И тут судьба взяла да и махнула хвостом. А, может, просто наступил
предел терпению и стойкости, ведь и хорошему и плохому жизнь не
дается легко. Глеб чувствует, как под ложечкой, где, говорят, душа,
рождается глухая боль, поднимается, хватает за горло... И сделать-то
ничего нельзя, потому что и так везут, куда следует везти, и так уж
стонет, не открывая глаз, и хуже стонать не может.
Он понимает, что кончилась игра - перестает стонать, затихает, и
только с ужасом слушает, как в нем идет борьба: всерьез схватились
две силы, и хитроумия его, и власти совершенно недостаточно, чтобы
хоть как-то вмешаться, себе помочь.
Он едет, и умирает, оправдывая этим поступком свой обман.
Говорят, в любом повороте жизни отражается вся наша личная история,
с детством, родителями, воспитанием... Все, мол, предрешено, и нет
ни случайности ни свободного выбора в том, как мы отвечаем на выпады
мира. Не верю, не так! И мы порой можем что-то изменить, в ответ на
гул и вой сказать разумное слово, засунуть палец в часовой механизм!
А Глеб... он поступил банально, ему бы не падать, а вовремя махнуть
подальше... Не понял нового времени, уверен был, что академики еще в
силе, а они, оказывается, вышли из моды. И слабеющую плоть не учел,
и не сумел оценить печальный юмор ситуации, насмешку Случая... А,
может, усмехнулся белеющими губами?.. Ведь неизвестно, что может
человек, когда его припирают к стенке, на что способен - то ли на
поросячий отчаянный визг, то ли на внезапное мужество.
2
Марк, приехав, тут же бежит в Институт. Внизу вместо милых старушек
молчаливые стрелки, вокруг здания высокая ограда чугунного литья.
"Ваши документы!" Он возмущен, шарит, достает... Наверху один Штейн,
собирает бумаги.
- А, Марк... - и не глядя, - вот, командировка...
Поднял брови, наморщил лоб, печально улыбнулся: - Кажется, все...
вряд ли вернусь.
Марк в свои комнаты, там тихо, светло, приборы под чехлами,
солнечные зайчики играют в стекле. Ему тоскливо стало - здесь его
ждут, а он другой.
Идет домой, стучится к Аркадию. Никто не отвечает. Он пожал плечами,
поднялся, лег, выспался, вечером снова к старику, предвкушая тепло,
ужин, разговоры, утешения, прогнозы... Никого. Он уходит, читает,
ложится спать. Загулял старик.
Глава вторая
1
За сутки до этого было тринадцатое число, пятница, день обреченный
на несчастья. И вот, в согласии с приметой, в ЖЭКе собралась лихая
компания. Маялись, тосковали, и чтобы облегчить ожидание выходного,
надумали пройтись с комиссией по одному из аварийных домов, что на
краю оврага. Инженеры Герман и Афанасий, тетка Марья, уборщица, и
комиссионная секретарша Аглая из бухгалтерии. Аглаю пришлось
подождать, с ней случилась история. Муж-сантехник после ночного
дежурства вернулся домой и при споре в передней, из-за нежелания
Аглаи пропустить его в грязных сапожищах в комнаты, нанес жене
неожиданный удар по левому глазу, после чего упал, прополз пару
метров и замер, головой в комнате, телом в передней, распространяя
удушливый запах самогона.
Аглая, всхлипывая и пряча глаз в оренбургский пуховый платок,
подарок мамочки, прибежала-таки к месту встречи. Инженеры обнажили
часы, но вид окольцованного багровым глаза их остановил - бывает...
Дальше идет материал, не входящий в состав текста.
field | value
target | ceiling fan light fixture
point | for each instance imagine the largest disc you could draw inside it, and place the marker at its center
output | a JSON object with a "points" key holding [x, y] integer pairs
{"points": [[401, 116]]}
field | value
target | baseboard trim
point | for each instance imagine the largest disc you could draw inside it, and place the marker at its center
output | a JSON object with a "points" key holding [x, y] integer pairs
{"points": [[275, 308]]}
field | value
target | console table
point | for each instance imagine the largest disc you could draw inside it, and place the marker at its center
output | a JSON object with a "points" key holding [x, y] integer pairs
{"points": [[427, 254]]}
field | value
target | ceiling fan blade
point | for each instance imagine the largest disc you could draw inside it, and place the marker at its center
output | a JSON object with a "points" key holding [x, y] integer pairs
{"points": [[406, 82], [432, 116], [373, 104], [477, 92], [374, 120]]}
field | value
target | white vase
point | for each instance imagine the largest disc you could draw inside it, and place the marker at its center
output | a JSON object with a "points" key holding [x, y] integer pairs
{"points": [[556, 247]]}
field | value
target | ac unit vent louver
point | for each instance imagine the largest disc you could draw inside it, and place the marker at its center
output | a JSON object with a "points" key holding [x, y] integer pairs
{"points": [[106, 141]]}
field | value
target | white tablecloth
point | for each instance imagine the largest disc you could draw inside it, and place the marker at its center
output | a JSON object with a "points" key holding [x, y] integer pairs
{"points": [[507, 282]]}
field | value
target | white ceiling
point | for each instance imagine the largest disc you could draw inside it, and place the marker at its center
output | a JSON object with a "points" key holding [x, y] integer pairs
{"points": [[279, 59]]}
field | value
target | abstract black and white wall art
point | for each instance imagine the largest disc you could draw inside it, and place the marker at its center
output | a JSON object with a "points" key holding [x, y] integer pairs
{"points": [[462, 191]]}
Потянулись к оврагу, выбрали самый печальный дом и, поднимаясь по
лестнице, тут же ткнулись в дверь Аркадия; в этом не было злого
умысла, а только всесильный случай, который, говорят, следует
подстерегать, если благоприятствует, и остерегаться, когда грозит
бедой.
Аркадий, ничего не подозревая, готовился к опыту, нагреватели пылали
на полную мощность, счетчик в передней жалобно присвистывал, красной
полоской пролетали копейки, за ними рубли... Прибор на табуретке
ждал с японским терпением, им всем светил восхитительный вечер:
осадки благополучно высохли, соли растворились, пипетки вымыты до
скрипа - вперед, Аркадий!
И тут решительный стук в дверь. Не открывать бы... Обычно старик так
и поступал, он не то, что стука, шороха боялся; притаится в задней
комнате, свет погасит... даже стук у них с Марком был условленный,
как пароль у семерых козлят... Сейчас в отличном настроении,
выпутавшись из очередной депрессии, Аркадий ждал Марка, ничего не
боялся, и с рассеянным легкомыслием распахнул дверь.
И увидел толпу голов. Но и тут осторожность его не остановила.
Проскочив депрессию, он явно впал в маниакальную веселость, и
небрежно, не глядя, бросил - "чем обязан?.." Даже не заметив, какой
контингент, тем более, в переднем ряду Аглая, его давнишняя
противница из бухгалтерии, молодящаяся дамочка с презрительным
отношением к старческим слабостям.
- Комиссия... - бухают оба инженера. Толпа, оттеснив хозяина,
хлынула в переднюю, и, не помещаясь в ней, растеклась в кухню и
первую комнату. И сразу они поняли все. Минута молчания.
Аглая первой овладела ситуацией и выразила все, что накипело в ней
после драмы в собственной передней: муж на пороге, грязная харя,
оскверняющая преддверие рая - залу с двумя коврами шемаханской
работы на стенах, цветным телеком в красном углу, хрусталем и
прекрасными безделушками... А тут не просто инцидент - покушение на
основы: мерзкий старикашка превратил самое святое в постоянный хлев
и мастерскую, напоминающую о труде, стойло затащил в храм!
- Выселение, выселение, такое нельзя терпеть! - вот ее приговор.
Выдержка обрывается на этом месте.